As the final film in the popular Harry Potter series hits the cinemas, the nation is being urged to spare a thought for the actors that played the young wizards. With less than £60 million banked between them, they face an uncertain future.
"It's like a kick in the teeth", said Daniel Radcliffe from the window of his Bentley, as he left the film set for the last time. "Emma Watson, myself and the ginger one are facing the prospect of having to eke a living on chat shows, pantomimes and Hollywood blockbusters. I don't know how I'm going to break the news to any future children I might have."

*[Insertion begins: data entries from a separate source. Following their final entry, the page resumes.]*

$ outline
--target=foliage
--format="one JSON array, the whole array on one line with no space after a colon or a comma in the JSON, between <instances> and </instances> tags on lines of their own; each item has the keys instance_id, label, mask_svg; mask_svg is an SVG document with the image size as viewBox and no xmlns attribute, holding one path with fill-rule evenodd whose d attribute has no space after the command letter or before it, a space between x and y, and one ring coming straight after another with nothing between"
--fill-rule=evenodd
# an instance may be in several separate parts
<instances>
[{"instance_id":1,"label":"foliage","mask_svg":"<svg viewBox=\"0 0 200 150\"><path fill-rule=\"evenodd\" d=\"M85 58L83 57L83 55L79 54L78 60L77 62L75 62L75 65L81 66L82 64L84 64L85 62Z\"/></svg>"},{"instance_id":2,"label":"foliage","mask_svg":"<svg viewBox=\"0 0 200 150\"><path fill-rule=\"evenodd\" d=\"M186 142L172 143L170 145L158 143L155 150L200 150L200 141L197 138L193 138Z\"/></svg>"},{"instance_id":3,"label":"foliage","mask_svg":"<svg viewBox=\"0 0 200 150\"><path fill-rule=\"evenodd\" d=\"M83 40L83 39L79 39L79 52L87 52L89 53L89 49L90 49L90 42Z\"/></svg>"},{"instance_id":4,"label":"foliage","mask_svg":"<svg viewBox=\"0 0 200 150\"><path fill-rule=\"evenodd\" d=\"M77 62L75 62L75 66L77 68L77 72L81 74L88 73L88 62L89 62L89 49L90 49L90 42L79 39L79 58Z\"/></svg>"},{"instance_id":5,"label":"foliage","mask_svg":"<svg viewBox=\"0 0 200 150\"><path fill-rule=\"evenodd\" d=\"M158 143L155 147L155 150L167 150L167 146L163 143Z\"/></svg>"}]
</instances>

Many papers have reported their plight, and people all over the country have shared in their heartache. "The government need to do a U-turn on this", claimed Andy Blake, a long-term supporter of the franchise. "They could easily fund another Dark Lord for them to battle, or re-nationalise the plastic figurine industry. British jobs for British wizards, that's all we're asking for."
Emma Watson has vowed to fight the move. Standing in front of her palace with nothing but a Gucci cocktail dress to protect her from the elements, brave Emma attempted to turn several of the surrounding journalists into frogs. "Expborealis!" she exclaimed, before visibly deflating. "I've lost everything, even my mastery of the arcane arts. If things don't pick up, I might have to go on the game shows."

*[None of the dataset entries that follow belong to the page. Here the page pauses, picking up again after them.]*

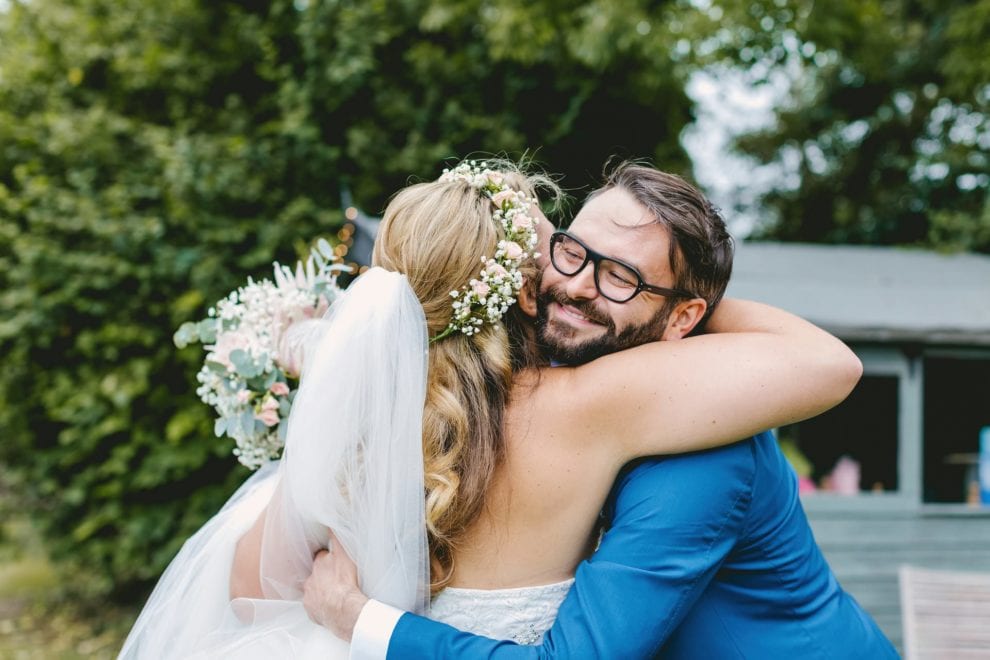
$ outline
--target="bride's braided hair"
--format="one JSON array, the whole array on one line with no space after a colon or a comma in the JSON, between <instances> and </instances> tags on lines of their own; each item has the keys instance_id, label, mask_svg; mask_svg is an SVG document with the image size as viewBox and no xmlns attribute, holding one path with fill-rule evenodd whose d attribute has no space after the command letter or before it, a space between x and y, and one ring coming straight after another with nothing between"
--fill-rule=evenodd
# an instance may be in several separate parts
<instances>
[{"instance_id":1,"label":"bride's braided hair","mask_svg":"<svg viewBox=\"0 0 990 660\"><path fill-rule=\"evenodd\" d=\"M527 196L537 186L556 191L545 177L524 175L511 164L489 161L489 167ZM410 186L385 209L374 263L407 276L431 337L450 323L450 292L477 277L480 257L491 255L502 238L492 211L491 200L463 181ZM532 259L520 271L527 282L535 281ZM503 459L502 420L512 375L536 362L529 333L514 305L501 323L430 344L423 461L433 593L450 582L455 546L477 518Z\"/></svg>"}]
</instances>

The public is not taking the news laying down. Children across the country have held matinee sit-ins and a candle-lit vigil is taking place several feet above a huge table in a magical hall. There have been outbreaks of lightning strikes on several foreheads.
It wasn't all bad news for the fictional school. Dobby has been approached by modelling agencies to work as a Michael Gove look-alike and there are hopes that the school can convert itself into some Academy Awards. The government has commissioned a replacement for the Hogwarts Express, but for muggle reasons it will be built at the Durmstrang Institute.